Agree. There are two aspects to Opal that are very annoying: The failure to grasp the nettle of multi-modal pricing (the lessons of almost everywhere else with an electronic ticketing system being that this is the key to unlocking patronage and therefore revenue), and the senseless refusal/failure to provide Opal cards and recharge facilities at the very places they are most needed

It really isn't that hard; there are scores of examples to learn from

NSW Treasury's idiotic insistence on hypothecation of revenue streams between transport modes needs to go - it's all part of the same PT system and it's all subsidised (very heavily) by the taxpayer, way more than is received in the farebox, so the idea that by offering multi-modal journeys without the heavy flagfall one mode is "subsidising" another is preposterous.

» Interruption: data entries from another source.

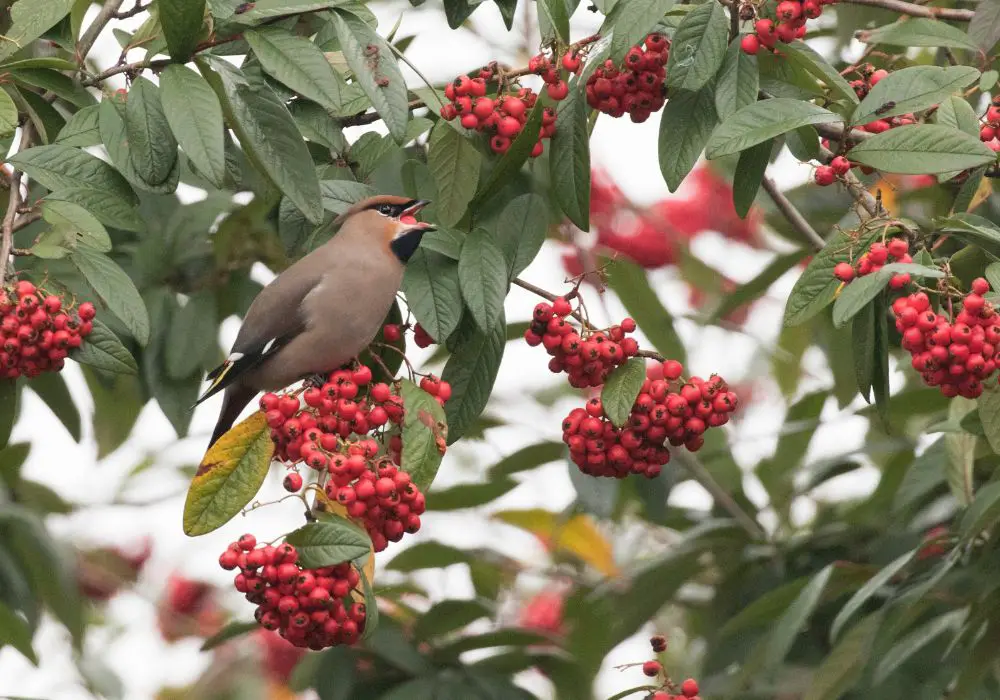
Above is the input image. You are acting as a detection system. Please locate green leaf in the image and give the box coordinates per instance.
[42,200,111,253]
[609,0,674,63]
[601,357,646,428]
[536,0,570,44]
[733,141,773,219]
[0,602,38,666]
[716,39,760,121]
[490,194,548,280]
[803,612,883,700]
[0,0,76,61]
[667,2,729,93]
[608,259,685,364]
[403,246,462,342]
[400,379,448,491]
[8,144,138,208]
[705,97,844,159]
[764,564,833,668]
[549,83,590,231]
[830,550,916,644]
[156,0,205,63]
[469,101,545,211]
[332,10,410,144]
[784,226,882,326]
[427,121,483,226]
[243,27,344,116]
[658,81,716,192]
[781,39,858,105]
[70,248,149,345]
[441,314,507,445]
[858,17,979,51]
[458,229,507,332]
[160,65,226,188]
[184,411,274,536]
[198,55,323,224]
[851,66,979,124]
[70,318,139,374]
[285,517,371,569]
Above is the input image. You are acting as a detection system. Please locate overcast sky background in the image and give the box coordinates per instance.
[0,2,875,700]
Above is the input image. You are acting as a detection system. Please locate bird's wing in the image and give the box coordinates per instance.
[195,258,323,405]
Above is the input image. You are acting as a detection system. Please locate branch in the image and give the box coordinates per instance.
[76,0,125,66]
[840,0,975,22]
[0,123,34,289]
[761,176,826,250]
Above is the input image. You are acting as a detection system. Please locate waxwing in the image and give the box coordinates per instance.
[197,195,433,446]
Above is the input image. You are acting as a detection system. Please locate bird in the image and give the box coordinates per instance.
[195,195,434,447]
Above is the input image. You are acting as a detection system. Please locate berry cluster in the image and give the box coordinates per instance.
[833,238,913,289]
[563,360,737,479]
[587,33,670,123]
[892,277,1000,399]
[219,534,367,650]
[441,68,569,158]
[740,0,836,55]
[524,297,639,389]
[0,280,97,379]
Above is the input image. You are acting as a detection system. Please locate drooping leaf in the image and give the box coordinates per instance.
[160,64,226,188]
[705,97,844,159]
[400,379,448,491]
[285,517,371,569]
[549,83,590,231]
[184,411,274,536]
[427,121,482,226]
[601,357,646,428]
[332,10,410,143]
[667,2,729,93]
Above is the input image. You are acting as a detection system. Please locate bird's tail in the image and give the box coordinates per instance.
[208,384,257,447]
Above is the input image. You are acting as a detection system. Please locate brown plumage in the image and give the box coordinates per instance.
[198,195,432,444]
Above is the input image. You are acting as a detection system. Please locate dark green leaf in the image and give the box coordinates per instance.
[705,97,840,159]
[333,11,410,143]
[70,248,149,345]
[198,56,323,224]
[427,121,483,226]
[664,2,729,93]
[601,357,646,428]
[657,81,716,192]
[441,314,507,445]
[716,38,760,121]
[458,229,507,332]
[549,83,590,231]
[156,0,205,63]
[285,518,371,569]
[160,65,226,188]
[400,379,448,491]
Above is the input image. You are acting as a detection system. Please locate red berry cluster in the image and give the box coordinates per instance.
[892,277,1000,399]
[325,448,427,552]
[441,68,568,158]
[524,297,639,389]
[587,33,670,124]
[0,280,97,379]
[563,360,738,479]
[740,0,836,55]
[979,95,1000,151]
[219,534,367,650]
[833,238,913,289]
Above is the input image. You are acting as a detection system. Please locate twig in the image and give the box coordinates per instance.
[840,0,975,22]
[76,0,125,66]
[0,124,34,289]
[761,177,826,250]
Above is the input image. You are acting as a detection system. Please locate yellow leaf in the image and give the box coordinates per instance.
[493,509,618,576]
[184,411,274,537]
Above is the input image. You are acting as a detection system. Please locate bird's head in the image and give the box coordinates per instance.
[340,195,434,263]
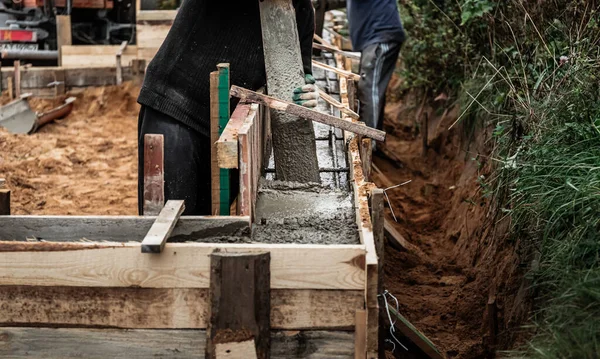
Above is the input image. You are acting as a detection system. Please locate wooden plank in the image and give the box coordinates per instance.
[259,0,320,182]
[206,252,271,359]
[313,42,360,60]
[0,188,10,216]
[56,15,73,66]
[210,71,221,215]
[14,60,21,98]
[136,10,177,22]
[61,45,137,68]
[371,188,386,358]
[319,90,359,120]
[142,200,184,253]
[217,104,250,168]
[0,242,365,289]
[389,307,444,359]
[0,216,249,242]
[0,327,354,359]
[354,309,367,359]
[313,60,360,81]
[0,286,364,330]
[230,85,385,141]
[360,138,373,181]
[142,133,165,216]
[218,63,231,216]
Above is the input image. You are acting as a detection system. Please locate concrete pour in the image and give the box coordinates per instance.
[252,179,359,244]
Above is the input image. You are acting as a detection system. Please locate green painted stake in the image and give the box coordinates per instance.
[217,64,231,216]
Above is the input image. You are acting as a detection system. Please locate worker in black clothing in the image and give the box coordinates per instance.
[138,0,318,215]
[347,0,405,135]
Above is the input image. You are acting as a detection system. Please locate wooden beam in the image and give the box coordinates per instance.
[141,133,165,216]
[217,104,250,168]
[0,242,365,290]
[360,138,373,181]
[0,327,354,359]
[389,307,444,359]
[371,188,386,358]
[230,85,385,141]
[56,15,73,66]
[206,252,271,359]
[142,200,184,253]
[354,309,367,359]
[0,216,249,242]
[116,41,127,85]
[0,286,364,330]
[313,42,360,60]
[313,60,360,81]
[14,60,21,98]
[210,71,221,216]
[319,90,359,120]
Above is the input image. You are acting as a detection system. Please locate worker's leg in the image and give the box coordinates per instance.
[358,43,400,129]
[138,107,211,215]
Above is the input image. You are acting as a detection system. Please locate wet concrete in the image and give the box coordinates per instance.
[252,180,359,244]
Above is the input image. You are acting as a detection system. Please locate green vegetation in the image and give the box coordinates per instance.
[400,0,600,358]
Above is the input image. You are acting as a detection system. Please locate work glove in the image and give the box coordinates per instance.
[292,74,319,108]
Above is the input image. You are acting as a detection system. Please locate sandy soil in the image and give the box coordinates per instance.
[0,83,139,215]
[373,77,525,358]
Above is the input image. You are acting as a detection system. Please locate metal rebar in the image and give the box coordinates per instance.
[2,50,58,60]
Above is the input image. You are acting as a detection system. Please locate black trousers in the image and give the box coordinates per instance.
[358,42,401,130]
[138,106,211,215]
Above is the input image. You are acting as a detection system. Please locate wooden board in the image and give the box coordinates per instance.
[142,200,184,253]
[0,328,354,359]
[217,104,251,168]
[206,252,271,359]
[0,216,249,242]
[0,242,365,289]
[230,85,385,141]
[61,45,137,67]
[0,286,364,330]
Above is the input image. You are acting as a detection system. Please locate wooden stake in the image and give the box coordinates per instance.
[360,138,373,181]
[56,15,73,66]
[206,252,271,359]
[6,77,15,100]
[210,71,221,216]
[230,85,385,141]
[421,112,429,157]
[142,200,184,253]
[0,188,10,216]
[370,188,386,358]
[143,134,165,216]
[14,60,21,98]
[319,90,358,120]
[313,60,360,81]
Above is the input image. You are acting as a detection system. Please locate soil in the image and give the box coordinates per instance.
[0,83,139,215]
[380,79,527,358]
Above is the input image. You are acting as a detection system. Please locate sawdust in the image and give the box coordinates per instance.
[373,83,524,358]
[0,83,139,215]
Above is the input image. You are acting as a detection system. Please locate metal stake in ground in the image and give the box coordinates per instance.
[259,0,320,182]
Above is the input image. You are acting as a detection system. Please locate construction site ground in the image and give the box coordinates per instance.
[0,78,516,358]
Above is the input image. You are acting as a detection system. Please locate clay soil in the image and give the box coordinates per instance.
[373,78,526,358]
[0,83,139,215]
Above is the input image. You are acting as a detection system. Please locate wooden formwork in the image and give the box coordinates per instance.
[0,13,383,359]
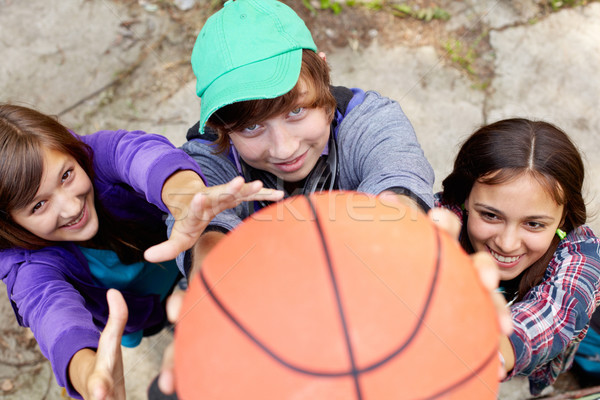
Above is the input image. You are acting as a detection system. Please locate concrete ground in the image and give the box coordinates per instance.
[0,0,600,400]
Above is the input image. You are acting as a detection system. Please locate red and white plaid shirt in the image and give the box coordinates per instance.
[435,193,600,395]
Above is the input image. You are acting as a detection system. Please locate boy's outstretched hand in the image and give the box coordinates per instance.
[144,171,283,262]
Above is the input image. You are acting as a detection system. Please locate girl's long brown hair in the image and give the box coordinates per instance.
[0,104,166,264]
[442,118,587,300]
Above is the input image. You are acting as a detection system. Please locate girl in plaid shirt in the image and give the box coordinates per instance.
[437,119,600,395]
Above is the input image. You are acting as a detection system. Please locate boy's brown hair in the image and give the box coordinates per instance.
[206,49,336,153]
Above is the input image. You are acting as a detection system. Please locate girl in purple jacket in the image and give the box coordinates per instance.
[0,104,281,398]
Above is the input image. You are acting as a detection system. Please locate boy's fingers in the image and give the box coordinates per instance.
[158,343,175,395]
[166,291,185,323]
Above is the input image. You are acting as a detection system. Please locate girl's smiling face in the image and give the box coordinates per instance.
[465,173,564,280]
[10,149,98,242]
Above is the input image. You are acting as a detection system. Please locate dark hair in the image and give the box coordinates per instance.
[442,118,587,300]
[206,50,336,153]
[0,104,164,264]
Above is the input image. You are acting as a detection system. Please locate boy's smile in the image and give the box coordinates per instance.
[230,102,330,182]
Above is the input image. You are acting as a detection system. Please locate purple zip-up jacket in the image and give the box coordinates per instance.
[0,130,204,398]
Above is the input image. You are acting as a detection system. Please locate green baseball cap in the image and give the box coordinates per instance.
[192,0,317,134]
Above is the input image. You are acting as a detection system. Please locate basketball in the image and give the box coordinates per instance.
[175,192,500,400]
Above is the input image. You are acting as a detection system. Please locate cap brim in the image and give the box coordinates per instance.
[198,49,302,134]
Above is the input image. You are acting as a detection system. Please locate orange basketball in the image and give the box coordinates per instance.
[175,192,499,400]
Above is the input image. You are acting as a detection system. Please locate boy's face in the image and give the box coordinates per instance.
[230,89,330,182]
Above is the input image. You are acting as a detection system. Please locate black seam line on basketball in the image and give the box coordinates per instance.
[423,348,498,400]
[200,206,440,377]
[304,195,362,400]
[200,233,352,377]
[175,244,256,326]
[350,223,442,373]
[345,231,500,391]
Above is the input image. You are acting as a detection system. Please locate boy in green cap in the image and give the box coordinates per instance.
[169,0,434,275]
[149,4,510,399]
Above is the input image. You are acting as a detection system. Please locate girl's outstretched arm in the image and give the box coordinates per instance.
[69,289,128,400]
[144,170,283,262]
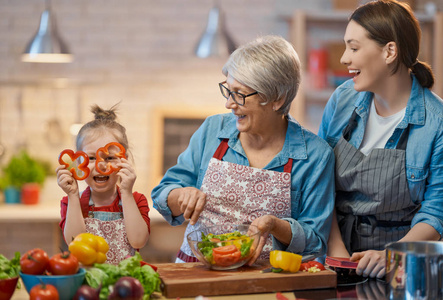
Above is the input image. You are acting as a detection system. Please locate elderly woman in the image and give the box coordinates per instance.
[151,36,335,264]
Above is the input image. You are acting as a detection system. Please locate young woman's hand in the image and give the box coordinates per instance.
[117,158,137,193]
[168,187,206,225]
[351,250,386,278]
[55,166,78,196]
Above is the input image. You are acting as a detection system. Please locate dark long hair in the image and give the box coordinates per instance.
[349,0,434,88]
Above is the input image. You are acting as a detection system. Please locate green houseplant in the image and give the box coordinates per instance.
[0,150,47,203]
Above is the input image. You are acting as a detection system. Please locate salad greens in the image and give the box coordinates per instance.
[198,231,254,261]
[0,252,20,279]
[85,252,160,300]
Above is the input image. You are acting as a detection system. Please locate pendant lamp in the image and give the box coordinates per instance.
[195,4,236,58]
[22,2,73,63]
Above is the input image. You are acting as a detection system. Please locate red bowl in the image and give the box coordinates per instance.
[0,277,18,300]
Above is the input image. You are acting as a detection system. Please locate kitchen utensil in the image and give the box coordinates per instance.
[156,260,337,298]
[386,241,443,299]
[186,224,260,270]
[20,268,86,300]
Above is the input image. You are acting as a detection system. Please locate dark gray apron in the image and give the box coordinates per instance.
[334,110,420,253]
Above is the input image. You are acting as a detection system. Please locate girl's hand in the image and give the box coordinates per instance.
[55,166,78,196]
[170,187,206,225]
[117,158,137,193]
[351,250,386,278]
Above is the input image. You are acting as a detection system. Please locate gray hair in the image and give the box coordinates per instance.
[222,35,301,115]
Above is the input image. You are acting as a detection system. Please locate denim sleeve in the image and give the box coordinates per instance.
[273,143,335,256]
[151,117,208,226]
[411,123,443,238]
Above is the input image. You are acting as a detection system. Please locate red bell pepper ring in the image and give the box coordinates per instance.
[95,142,126,175]
[58,149,91,180]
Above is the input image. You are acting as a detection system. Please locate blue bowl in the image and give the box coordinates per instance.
[20,268,86,300]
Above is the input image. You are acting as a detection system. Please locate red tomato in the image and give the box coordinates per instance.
[48,251,79,275]
[212,245,241,267]
[212,245,239,255]
[29,283,60,300]
[20,248,49,275]
[308,260,326,271]
[299,260,326,272]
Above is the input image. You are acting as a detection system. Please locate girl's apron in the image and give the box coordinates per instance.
[176,139,292,262]
[85,198,135,265]
[334,110,420,253]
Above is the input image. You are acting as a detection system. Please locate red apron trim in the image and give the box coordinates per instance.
[212,139,293,173]
[177,250,199,262]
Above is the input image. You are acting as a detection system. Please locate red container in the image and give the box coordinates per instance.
[22,183,40,204]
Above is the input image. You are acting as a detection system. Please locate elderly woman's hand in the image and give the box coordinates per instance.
[168,187,206,225]
[351,250,386,278]
[248,215,277,265]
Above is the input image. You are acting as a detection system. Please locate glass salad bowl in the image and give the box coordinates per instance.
[187,224,260,270]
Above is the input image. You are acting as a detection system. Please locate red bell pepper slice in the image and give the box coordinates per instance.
[95,142,126,175]
[58,149,91,180]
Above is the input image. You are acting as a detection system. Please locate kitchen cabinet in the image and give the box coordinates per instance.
[287,10,443,126]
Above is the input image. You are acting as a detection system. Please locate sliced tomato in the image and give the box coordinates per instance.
[308,260,326,271]
[212,245,239,255]
[212,251,241,267]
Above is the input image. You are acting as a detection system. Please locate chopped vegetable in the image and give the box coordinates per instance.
[198,231,254,267]
[269,250,302,273]
[85,252,160,300]
[0,252,20,279]
[95,142,126,175]
[58,149,91,180]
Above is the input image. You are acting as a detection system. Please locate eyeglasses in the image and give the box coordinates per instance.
[218,81,258,106]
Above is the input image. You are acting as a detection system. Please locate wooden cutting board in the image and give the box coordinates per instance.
[156,261,337,298]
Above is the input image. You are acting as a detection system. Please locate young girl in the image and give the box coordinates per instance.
[319,0,443,278]
[56,105,150,264]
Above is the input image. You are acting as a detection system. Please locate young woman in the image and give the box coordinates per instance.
[57,106,150,264]
[319,0,443,278]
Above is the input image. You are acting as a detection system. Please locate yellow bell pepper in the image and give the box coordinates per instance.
[69,232,109,266]
[269,250,302,273]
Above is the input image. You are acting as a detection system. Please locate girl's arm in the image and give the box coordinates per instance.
[56,166,86,244]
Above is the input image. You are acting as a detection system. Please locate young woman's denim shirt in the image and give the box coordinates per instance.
[319,75,443,236]
[151,114,335,254]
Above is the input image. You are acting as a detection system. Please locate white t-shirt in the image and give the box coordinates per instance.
[360,101,406,155]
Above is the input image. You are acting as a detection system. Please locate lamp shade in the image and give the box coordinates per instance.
[22,9,73,63]
[195,6,236,58]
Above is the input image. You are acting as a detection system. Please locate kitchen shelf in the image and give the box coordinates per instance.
[286,10,443,125]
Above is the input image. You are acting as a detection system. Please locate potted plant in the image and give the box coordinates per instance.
[0,150,47,204]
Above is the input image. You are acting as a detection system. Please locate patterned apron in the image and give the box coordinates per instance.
[176,139,292,262]
[334,110,420,253]
[85,198,135,265]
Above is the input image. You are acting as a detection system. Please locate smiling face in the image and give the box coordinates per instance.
[225,75,276,135]
[340,21,390,92]
[82,131,118,192]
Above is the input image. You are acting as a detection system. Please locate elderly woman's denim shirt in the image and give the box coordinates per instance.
[319,75,443,236]
[151,114,335,254]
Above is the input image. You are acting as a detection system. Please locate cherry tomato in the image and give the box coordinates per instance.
[299,260,326,272]
[48,251,79,275]
[20,248,49,275]
[212,245,239,255]
[212,245,241,267]
[29,283,60,300]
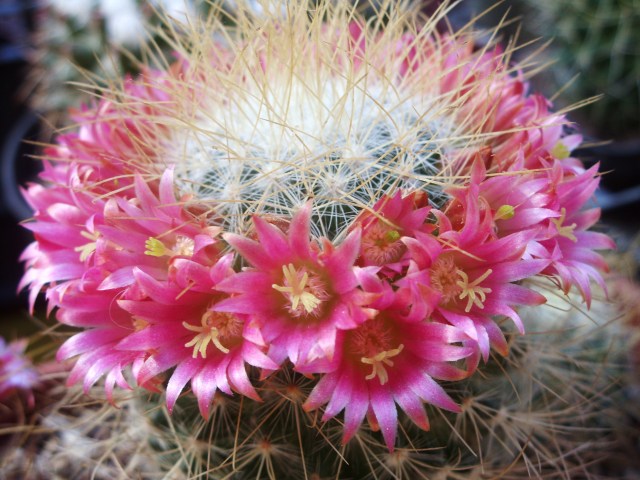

What actually happens is that people just don't bother using the PT (or one mode of the mixed mode journey) at all, so the revenue is just foregone.

Which is exactly the choice I make when I get off the train and can either walk 15 minutes, or get on the bus, and wait 5 minutes for the 6 minute journey, and pay an extra $2.30 or so for the privilege. Not a hard choice to make, but if it were without the flagfall and was an add-on for <$1, well my choice changes.....and as a taxpayer I'd rather like to push patronage and total revenue as much as possible, thanks, so I don't have to subsidise all those empty buses doing the rounds from stations quite so much.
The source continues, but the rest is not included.